Persons says the room was N-43, which had "historically had been the maid's quarters." These seven person single rooms, one of which was occupied by Kaczynski, were selected by the students because they had lower boarding fees.
Burns says Kaczynski's self-imposed alienation was not atypical of the Class of 1962.
"It was about the first year that Harvard increased its enrollment" to include more students from less privileged socioeconomic backgrounds.
"Many of us were not culturally prepared for Harvard. We suffered a lot," Burns says. "The suicide rate [for our class] went right through the ceiling."
Another Eliot House classmate recalls that Kaczynski frequently seemed unhappy. "I don't think I ever saw him smile," says Frederick L. Boersma '62. "He was practically stony-faced all the time."
Boersma says his life and Kaczynski's followed "parallel paths" after their graduation from Harvard.
"We both left Cambridge and came to Ann Arbor to get our advanced degrees," Boersma says.
But in light of the similarities, Boersma says he finds it strange that he never got to know Kaczynski on a personal basis.
Other classmates recall that Kaczynski had a somewhat tenuous association with a loose group of fellow mathematics and philosophy enthusiasts.
David Fowler '62 teaches mathematics and technology at the University of Nebraska, Lincoln, and was a Lowell House resident when he was briefly acquainted with Kaczynski. Fowler recalls having taken a class on Algebraic Topology with Kaczynski.
Living Habits
Long before holing himself up in the Montana cabin, suitemates say Kaczynski lived in isolated and squalid conditions in Eliot.
Patrick S. McIntosh '62, who is now retired from the National Oceanic and Atmospheric Administration's Space Environment Lab and is continuing to do solar physics research at the National Center for Atmospheric Research, says he was among those best acquainted with Kaczynski.
"We all occasionally got a little annoyed at him," McIntosh says. "I think he played a trumpet once in a while.
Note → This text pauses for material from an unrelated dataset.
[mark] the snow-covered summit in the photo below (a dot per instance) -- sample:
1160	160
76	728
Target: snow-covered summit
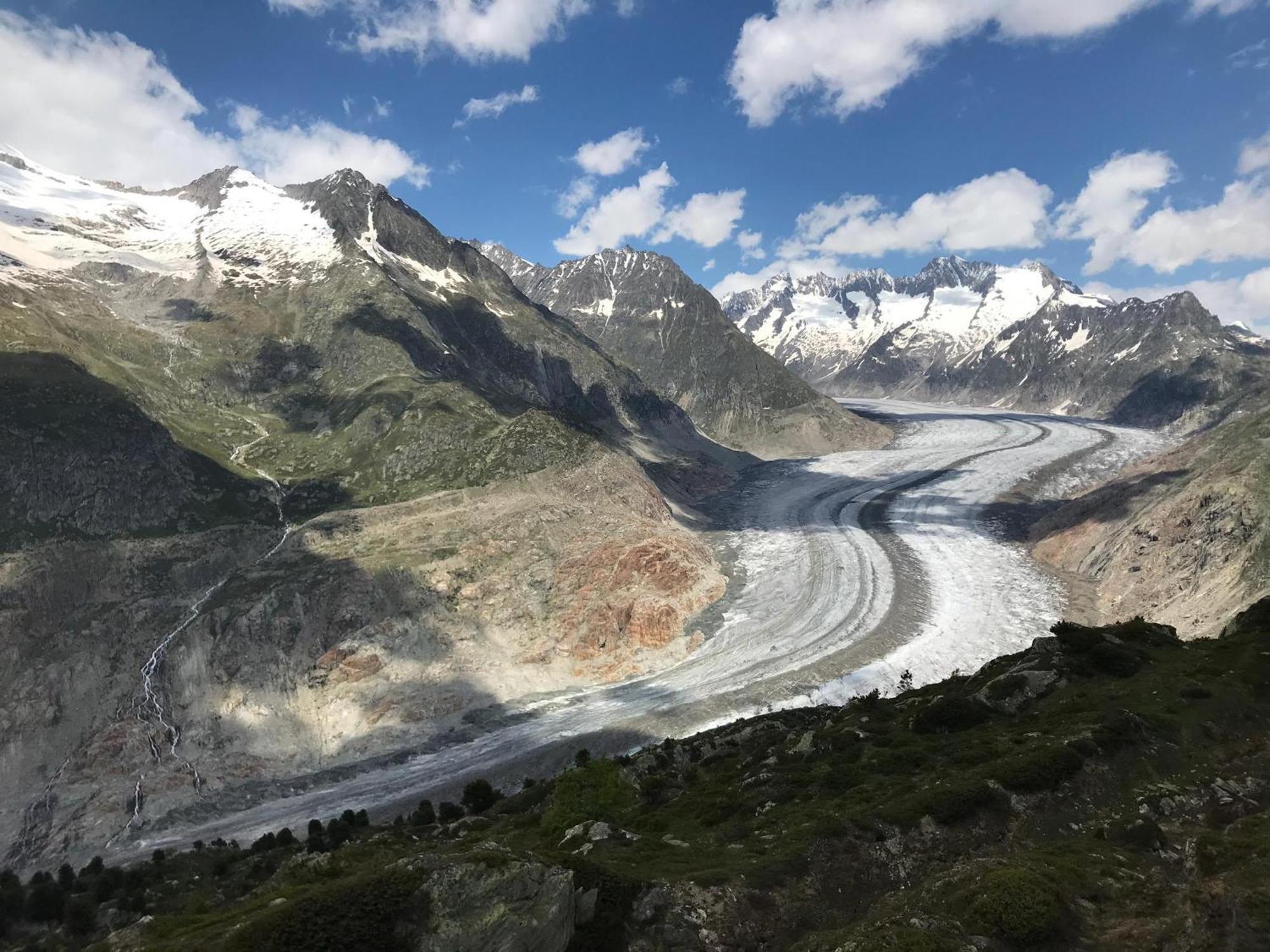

He also had a habit of rocking back and forth in his Harvard chair, and he would bump against the wall and hard on the floor. I even think House Master [John H.] Finley, Jr. [who lived directly below Kaczynski] even got on him about it once."
McIntosh also attests to Kaczynski's anti-social habits. "I have a faint memory of trying to get to know him by sitting down with him at dinner. He would smile kind of furtively, then linger for a moment or two and excuse himself and leave," McIntosh says.